New Census Data Show Many in Middle Class Are ‘Near Poor’
When the U.S. Census Bureau retooled its formula for determining the number of poor people living in the United States, the number the bureau estimated to be living in poverty shot up from 46.1 million to 49.1 million. Now that reformulation is shining a light on the vast numbers of people who appear to be middle class but who actually fall into a category called the “near poor.”
The new numbers reveal a grim portrait of Americans living paycheck to paycheck, often without access to health care, many behind the middle-class exterior of a suburban home. According to the new data, some 51 million Americans receive incomes that are just 50 percent higher than the official poverty line—a figure that is 76 percent higher than the previous measure, according to The New York Times, which reports:
All told, that places 100 million people—one in three Americans—either in poverty or in the fretful zone just above it.
Roughly half of the people who fall into the “near poor” category live in the suburbs, and half live in households headed by a married couple. A sizable number—28 percent—work full time.
Yet conservatives in Congress continue to push for cuts in Social Security, Medicare and Medicaid—cuts that could push the “near poor” over the poverty line, and further increase the ranks of the poor, especially among the elderly.
Meanwhile, Republican lawmakers continue to refuse to raise taxes on the richest Americans, who pay a much smaller share of their income in taxes than middle-class taxpayers. Among the expenses now calculated as part of the new poverty formulation—expenses previously omitted under the old formula—is an individual’s tax burden.

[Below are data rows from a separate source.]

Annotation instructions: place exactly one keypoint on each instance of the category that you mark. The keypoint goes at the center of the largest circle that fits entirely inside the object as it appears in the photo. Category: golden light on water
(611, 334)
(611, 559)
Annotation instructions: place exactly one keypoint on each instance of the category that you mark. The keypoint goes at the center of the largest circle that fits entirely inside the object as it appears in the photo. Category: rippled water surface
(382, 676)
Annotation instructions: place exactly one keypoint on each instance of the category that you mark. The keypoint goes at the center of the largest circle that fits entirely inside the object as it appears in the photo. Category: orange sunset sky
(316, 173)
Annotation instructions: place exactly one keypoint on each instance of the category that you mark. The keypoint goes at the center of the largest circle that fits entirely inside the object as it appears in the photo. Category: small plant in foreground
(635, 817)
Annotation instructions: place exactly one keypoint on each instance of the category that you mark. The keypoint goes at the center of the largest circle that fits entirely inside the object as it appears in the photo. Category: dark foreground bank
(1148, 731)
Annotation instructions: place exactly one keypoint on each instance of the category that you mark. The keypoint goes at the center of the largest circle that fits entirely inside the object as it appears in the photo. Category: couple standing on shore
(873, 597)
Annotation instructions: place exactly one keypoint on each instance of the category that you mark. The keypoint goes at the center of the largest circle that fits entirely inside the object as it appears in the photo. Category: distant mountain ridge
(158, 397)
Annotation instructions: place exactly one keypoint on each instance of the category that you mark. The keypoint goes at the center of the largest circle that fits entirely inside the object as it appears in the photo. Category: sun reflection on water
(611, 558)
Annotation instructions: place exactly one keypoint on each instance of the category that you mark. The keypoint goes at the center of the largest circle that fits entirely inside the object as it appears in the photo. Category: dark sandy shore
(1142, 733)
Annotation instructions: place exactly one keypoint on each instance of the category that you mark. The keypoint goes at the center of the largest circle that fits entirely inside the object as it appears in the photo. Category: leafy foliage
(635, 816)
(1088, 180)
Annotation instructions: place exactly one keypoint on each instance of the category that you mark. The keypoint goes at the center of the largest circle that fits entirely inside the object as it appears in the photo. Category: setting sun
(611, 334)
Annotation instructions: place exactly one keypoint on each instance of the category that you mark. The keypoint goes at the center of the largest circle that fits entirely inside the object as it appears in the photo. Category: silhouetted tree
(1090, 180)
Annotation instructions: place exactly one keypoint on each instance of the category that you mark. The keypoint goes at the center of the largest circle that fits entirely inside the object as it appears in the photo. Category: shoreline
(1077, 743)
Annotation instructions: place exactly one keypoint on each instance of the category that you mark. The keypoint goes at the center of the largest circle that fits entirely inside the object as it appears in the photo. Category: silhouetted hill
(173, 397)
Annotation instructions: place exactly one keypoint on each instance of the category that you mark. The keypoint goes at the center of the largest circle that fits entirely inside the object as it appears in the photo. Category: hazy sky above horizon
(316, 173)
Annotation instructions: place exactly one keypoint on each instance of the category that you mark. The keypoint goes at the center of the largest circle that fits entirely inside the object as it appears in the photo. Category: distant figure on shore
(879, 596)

After adding that, along with the cost of medical expenses, transportation and other life necessities into the formula, the numbers for those in the “near poor” category exploded.
The new numbers on the “near poor” have yet to be published by the Census Bureau. The numbers were crunched at the request of the Times, whose editorial staff suspected a larger story lurked in the new numbers. But the results, the paper reports, shocked even the Census Bureau’s chief poverty statistician, Trudi J. Renwick, who said:
These numbers are higher than we anticipated. There are more people struggling than the official numbers show.
As we reported last week, among the findings yielded by the new formula, which takes into account the cost of taxes, medical care and housing, was a higher level of poverty among Americans above the age of 65 than had been previously thought: 16 percent.